Кажется, что Матрос пойдет и дальше, но вдруг, пристально рассматривая икону, замечает, что образ как бы просветляется и Бог, как он считает, превращается в девушку: «И девушек лицо у Бога, / Но только бородатое». Его глаза, «глаза передрасветной синевы, / И вещие и тихие, / И строги и прекрасны, / И нежные несказанной речью, / И тихо смотрят вниз / Укорной тайной» [Там же, 327]. Так заканчиваются его святотатственные оскорбления, исчезает желание посмеяться над верой. Теперь он видит в образе тихость и кротость, красоту и строгость и начинает бояться, что Бог сойдет вниз, «взмахнет ресницами, / И точно зажег зажигалкой. / Темны глаза, как небеса, / И тайна вещая есть в них / И около спокойно дышит» [Там же]. Мотив непознанного, мотив тайны, как видим, повторяется, и невозможность приблизиться к Господу, разгадать его тайну, теперь пугает Матроса. Он как бы невзначай снова вспоминает о своем намерении покурить с ним – «точно зажег зажигалкой». Так в поэме подспудно развивается тема всепожирающего огня, который уничтожит, сметет с лица земли не только ту квартиру, где буйствует Матрос, и ее жильцов, но и все святое, что было в прежней жизни.
Можно предположить, что то, как этот персонаж вдруг увидел лик Господа, свидетельствует о том, что он все-таки догадывается, что Бог есть любовь. Но этот его образ затмевается другим: Бог есть судия. Теперь его взор нельзя назвать тихим, он подобен казни. Глаза бога – буревестники, «морские птицы, большие, синие и темные» [Там же]. Они «ныряют на дно души» пьяного Матроса, который будто понимает, что он сделал в этой жизни такое, чего уже никак не отмолить. Поэтому решительно идет в наступление, которое тут же оборачивается желанием быть наказанным. Он просит себе смерти здесь и сейчас, хочет «убитым пасть на месте, / Чтоб пал огонь смертельный / Из красного угла. / Оттуда бы темнело дуло, / Чтобы сказать ему – дурак!» [Там же, 328]. Так вновь звучит тема пожара – «чтоб пал огонь смертельный».
Смерть представляется Матросу довольно просто, но желает он ее принять из рук Господа, которого тут же принимается ругать, – из красного угла на него должно быть направлено дуло. Матрос предчувствует свою гибель и хочет покуражиться перед смертью в последний раз. Так уже заданная иконоборческая тема – Матросу хотелось расщепить икону на лучины – переходит в богоборческую. Она не только содержится в вызывающих оскорблениях вышних сил, но и достигает высшей точки в словах: «Теперь я Бога победить хочу» [Там же, 329].

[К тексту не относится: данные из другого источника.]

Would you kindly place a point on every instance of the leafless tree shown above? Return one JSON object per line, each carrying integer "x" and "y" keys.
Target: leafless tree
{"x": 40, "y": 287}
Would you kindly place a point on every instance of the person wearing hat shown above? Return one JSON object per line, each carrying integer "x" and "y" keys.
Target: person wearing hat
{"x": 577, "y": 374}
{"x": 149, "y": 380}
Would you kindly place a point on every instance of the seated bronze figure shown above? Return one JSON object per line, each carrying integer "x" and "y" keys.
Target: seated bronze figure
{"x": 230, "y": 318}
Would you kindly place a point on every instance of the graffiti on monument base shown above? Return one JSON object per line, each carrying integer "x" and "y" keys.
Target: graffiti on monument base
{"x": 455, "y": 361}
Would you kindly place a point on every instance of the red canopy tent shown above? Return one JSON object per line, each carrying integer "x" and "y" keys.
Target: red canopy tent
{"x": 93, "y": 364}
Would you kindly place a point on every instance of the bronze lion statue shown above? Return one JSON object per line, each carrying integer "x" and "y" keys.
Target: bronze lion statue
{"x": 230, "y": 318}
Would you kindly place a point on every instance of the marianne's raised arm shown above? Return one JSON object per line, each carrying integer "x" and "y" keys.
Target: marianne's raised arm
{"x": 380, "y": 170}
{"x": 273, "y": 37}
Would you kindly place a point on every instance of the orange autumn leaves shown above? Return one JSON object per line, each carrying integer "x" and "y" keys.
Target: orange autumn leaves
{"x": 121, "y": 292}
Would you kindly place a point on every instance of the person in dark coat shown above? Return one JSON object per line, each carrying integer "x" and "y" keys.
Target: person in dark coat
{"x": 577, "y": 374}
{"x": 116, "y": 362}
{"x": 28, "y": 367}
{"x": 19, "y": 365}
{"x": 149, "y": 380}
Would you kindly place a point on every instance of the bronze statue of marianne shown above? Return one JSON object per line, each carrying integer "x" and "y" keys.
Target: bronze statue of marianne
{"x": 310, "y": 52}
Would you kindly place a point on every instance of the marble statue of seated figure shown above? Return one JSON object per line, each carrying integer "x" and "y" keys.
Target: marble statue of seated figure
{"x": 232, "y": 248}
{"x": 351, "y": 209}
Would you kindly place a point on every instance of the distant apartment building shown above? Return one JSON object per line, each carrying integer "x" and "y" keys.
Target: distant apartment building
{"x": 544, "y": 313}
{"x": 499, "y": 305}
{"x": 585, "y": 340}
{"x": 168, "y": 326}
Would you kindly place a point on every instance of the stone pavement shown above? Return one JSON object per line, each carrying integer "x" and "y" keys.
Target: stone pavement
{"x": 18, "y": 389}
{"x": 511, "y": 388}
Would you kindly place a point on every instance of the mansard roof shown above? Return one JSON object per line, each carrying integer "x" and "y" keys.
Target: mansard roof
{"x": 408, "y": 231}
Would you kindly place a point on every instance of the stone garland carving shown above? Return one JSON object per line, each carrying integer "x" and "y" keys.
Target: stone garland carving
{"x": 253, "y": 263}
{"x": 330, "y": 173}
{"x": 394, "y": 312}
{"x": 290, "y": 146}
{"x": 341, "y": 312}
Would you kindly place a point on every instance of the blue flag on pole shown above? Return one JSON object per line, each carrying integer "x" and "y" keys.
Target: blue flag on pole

Здесь Хлебников как бы принял эстафету от богоборческой линии романтизма и снизил ее, передав не вечно страдающему герою, отчужденному от общества или какому-нибудь демоническому персонажу, а «простому» революционеру, в душе которого еще теплится воспоминание о традициях. Вызов, брошенный Матросом Господу, смешивается с обрывками известной ему с детства молитвы: «Иже еси на небеси».
Бог на иконе и Матрос перед ней до сих пор будто вели немой диалог, встречаясь взорами. Как известно, Бог все видит, значит, – и пьяного Матроса. Тот, конечно, не может прозреть Господа и сражается со священным изображением. Выкрикивает всякую несуразицу, но не ожидает, что Бог заговорит с ним, но это случилось. Поэт нашел замечательное определение для его речи. Она – «рыбья», т. е. на самом деле Бог молчит, но матрос слышит его слова, в чем видится тенденция архаизировать представления об общении вышних сил с человеком. Слово Господне, как писал Григорий Сковорода, человек может услышать, но Господь человека – никогда.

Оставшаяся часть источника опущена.